Mazza and Robinson were introduced to the full IFH board on June 16. After the meeting, the IFH board decided to seek a higher exchange ratio, in light of the declines in MVB’s stock price.

Though MVB agreed to increase the exchange ratio on June 20, the value of the deal fell slightly, to roughly $114.1 million.

An initial draft of the merger agreement was sent to IFH on July 18. The companies went back and forth over the agreement multiple times in July and August, with negotiations focused on price protection mechanisms and the termination fee.

IFH and MVB would agree to a termination fee equal to 4% of the transaction value, or roughly $3.9 million, and setting the threshold for the double-trigger termination right at a 17.5% reduction in MVB’s stock price relative to the NASDAQ Bank Index and MVB’s own historical stock price in the 20 trading days prior to the deal’s announcement.

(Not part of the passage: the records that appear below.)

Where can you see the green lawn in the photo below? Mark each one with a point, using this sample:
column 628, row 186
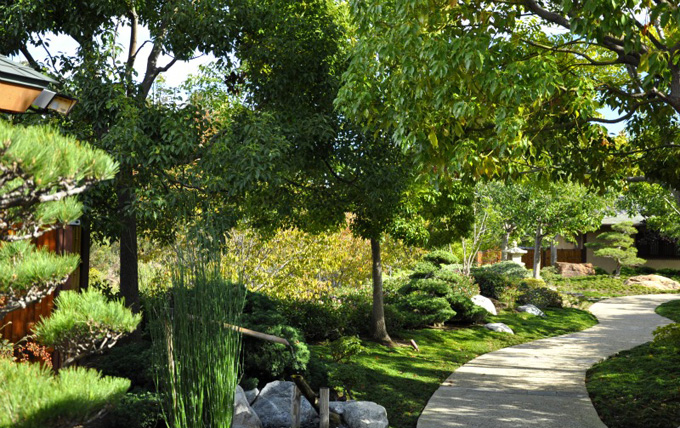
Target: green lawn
column 599, row 286
column 402, row 379
column 639, row 387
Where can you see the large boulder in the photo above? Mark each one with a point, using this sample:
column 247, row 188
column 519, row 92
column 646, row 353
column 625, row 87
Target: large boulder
column 362, row 414
column 569, row 270
column 531, row 309
column 252, row 395
column 274, row 407
column 244, row 415
column 499, row 327
column 484, row 302
column 653, row 281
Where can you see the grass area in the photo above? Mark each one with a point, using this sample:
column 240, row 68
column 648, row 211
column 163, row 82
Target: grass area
column 402, row 379
column 640, row 388
column 670, row 310
column 600, row 286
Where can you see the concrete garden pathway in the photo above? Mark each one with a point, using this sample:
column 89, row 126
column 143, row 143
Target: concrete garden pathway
column 542, row 383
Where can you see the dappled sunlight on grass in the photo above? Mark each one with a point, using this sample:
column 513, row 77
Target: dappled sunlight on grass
column 402, row 379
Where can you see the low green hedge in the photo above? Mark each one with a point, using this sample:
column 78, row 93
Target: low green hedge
column 32, row 397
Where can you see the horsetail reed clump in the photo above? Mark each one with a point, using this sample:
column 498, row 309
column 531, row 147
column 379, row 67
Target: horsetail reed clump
column 196, row 346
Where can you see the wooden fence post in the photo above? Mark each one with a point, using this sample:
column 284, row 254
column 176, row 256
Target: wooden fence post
column 297, row 401
column 324, row 411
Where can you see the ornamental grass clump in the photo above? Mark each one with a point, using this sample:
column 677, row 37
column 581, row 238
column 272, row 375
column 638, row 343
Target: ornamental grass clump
column 33, row 397
column 84, row 324
column 196, row 343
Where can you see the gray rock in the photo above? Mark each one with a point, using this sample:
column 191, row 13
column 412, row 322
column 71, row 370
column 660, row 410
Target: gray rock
column 337, row 406
column 364, row 414
column 531, row 309
column 244, row 415
column 252, row 395
column 485, row 303
column 499, row 327
column 274, row 406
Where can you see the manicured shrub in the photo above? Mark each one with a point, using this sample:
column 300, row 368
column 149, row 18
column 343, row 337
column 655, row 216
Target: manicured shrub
column 426, row 310
column 85, row 323
column 491, row 284
column 267, row 360
column 129, row 360
column 136, row 410
column 533, row 291
column 458, row 283
column 32, row 397
column 466, row 311
column 424, row 269
column 510, row 269
column 441, row 257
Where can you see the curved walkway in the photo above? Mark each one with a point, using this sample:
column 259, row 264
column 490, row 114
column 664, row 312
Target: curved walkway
column 542, row 383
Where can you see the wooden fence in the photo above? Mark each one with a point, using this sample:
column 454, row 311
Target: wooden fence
column 20, row 322
column 568, row 256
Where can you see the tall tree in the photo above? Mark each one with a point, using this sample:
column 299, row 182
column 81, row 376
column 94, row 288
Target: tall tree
column 292, row 68
column 115, row 111
column 483, row 88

IFH’s board unanimously approved the deal on Aug. 10; MVB’s board unanimously backed it the next day. It was announced on Aug. 12.

The deal, expected to close in the first quarter, priced IFH at 128% of its tangible book value.  The transaction should be immediately accretive to MVB’s tangible book value and about 15% accretive to its 2023 earnings per share.

“Even in wet track market conditions, MVB continues to be opportunistic and look for deals that make sense to our business model,” Mazza said in a press release announcing the deal.

“This acquisition accelerates both our SBA and strategic lending partnerships growth vehicles to the benefit of our clients and shareholders,” Mazza added. “Both strong companies on our own, together we become a national leader in government guaranteed lending, specifically SBA and USDA lending.”

Bergevin will join MVB’s executive leadership team. Riddick Skinner, IFH’s executive vice president of government lending, and Mike Breckheimer, executive vice president of corporate strategy, will also join MVB.

The recent filing disclosed that Bergevin will serve as chief revenue officer. Steven Crouse, IFH’s chief financial officer, will have the same role at MVB.

Bergevin will receive a $475,000 salary. He also agreed to 12-month noncompete and nonsolicitation agreements.

MVB plans to cut about 30% of IFH’s annual noninterest expenses. It expects to incur $10.5 million of merger-related expenses.